This week, a friend introduced me to one of his favorite podcasts: "Sasha Stone's Free Thinking Through the Fourth Turning."

I jumped right into Sasha' most current podcast, "The Mugshot Heard Round the World: Did the Democrats finally make a Trump voter?"" Sasha is intensely and creatively thoughtful and her non-partisan ideas will emotionally move for those of us who are not completely enraptured with one political tribe. Hence, the "Free Thinking" part of the title to her podcast.

Despite the paltry and insulting offerings to American voters year after year, the challenge is still to vote for the lesser of two evils, right? What is the lesser of two evils in 2024, at the point where the Democrats have repeatedly shat upon the rule of law, desperately embraced censorship and become louder cheerleaders for endless war than even the Republicans?
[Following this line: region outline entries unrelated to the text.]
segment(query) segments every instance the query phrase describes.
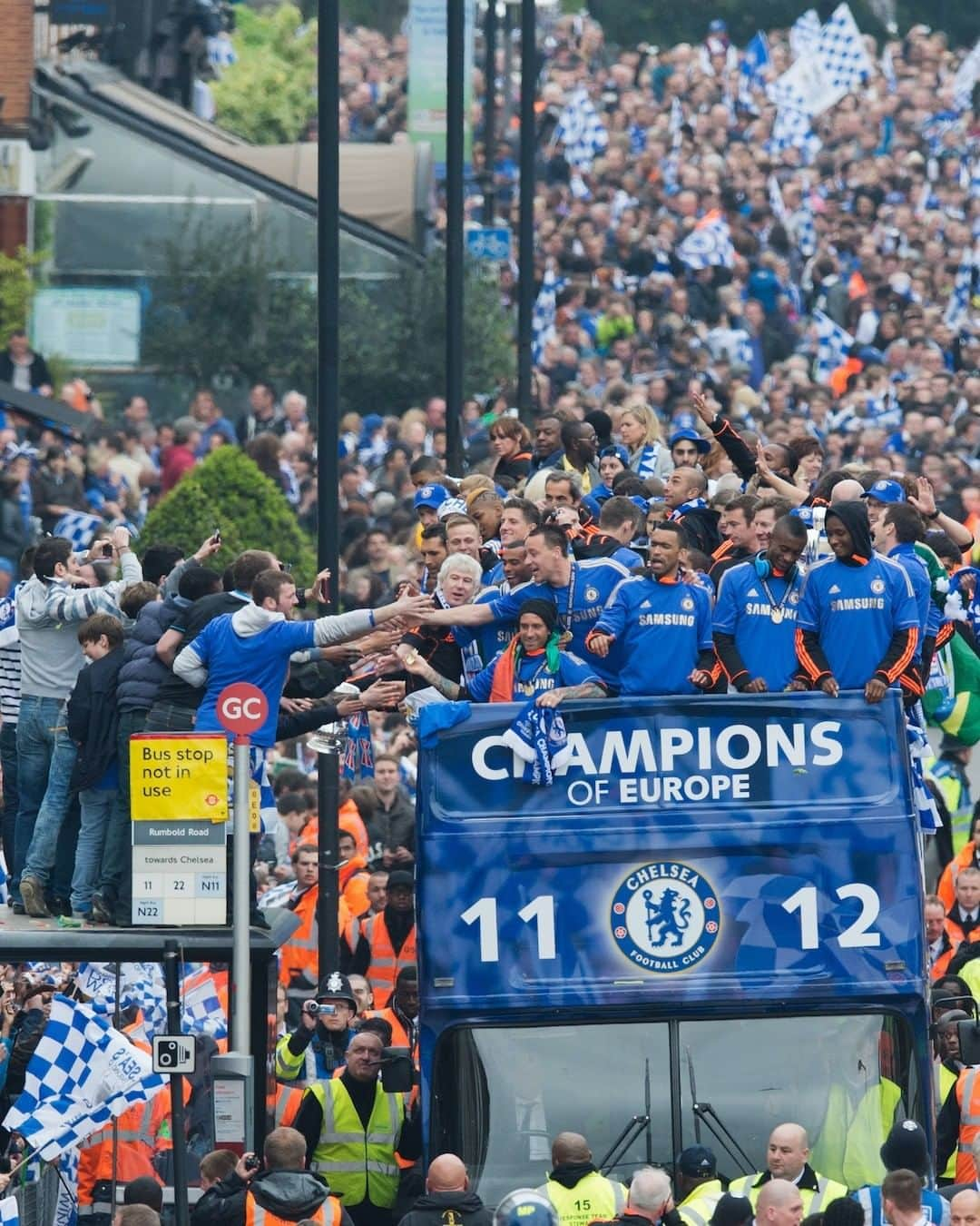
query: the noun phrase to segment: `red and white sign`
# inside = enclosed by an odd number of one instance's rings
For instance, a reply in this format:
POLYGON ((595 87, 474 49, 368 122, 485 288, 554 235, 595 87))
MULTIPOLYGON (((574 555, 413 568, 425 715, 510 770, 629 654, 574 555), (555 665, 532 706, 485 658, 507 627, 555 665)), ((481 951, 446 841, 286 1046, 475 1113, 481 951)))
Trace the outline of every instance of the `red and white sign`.
POLYGON ((268 718, 266 695, 257 685, 235 682, 218 695, 218 722, 227 732, 247 737, 257 732, 268 718))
And will this be the year when black voters thoroughly reject the political party that has repeatedly taken them for granted, often in insulting ways? I'm speaking of the Democrats. I'm basing this question on several conversations I've recently had over the past month, but Sasha also sees a wider trend based on her own research.  And I don't think that most loyal democrats have the faintest inkling that these tectonic plates are dramatically shifting.

In this single episode, Sasha repeatedly challenged me, forcing me to reframe some of my long-held ideas. I immediately became a subscriber. I invite you to listen if you are looking to be challenged.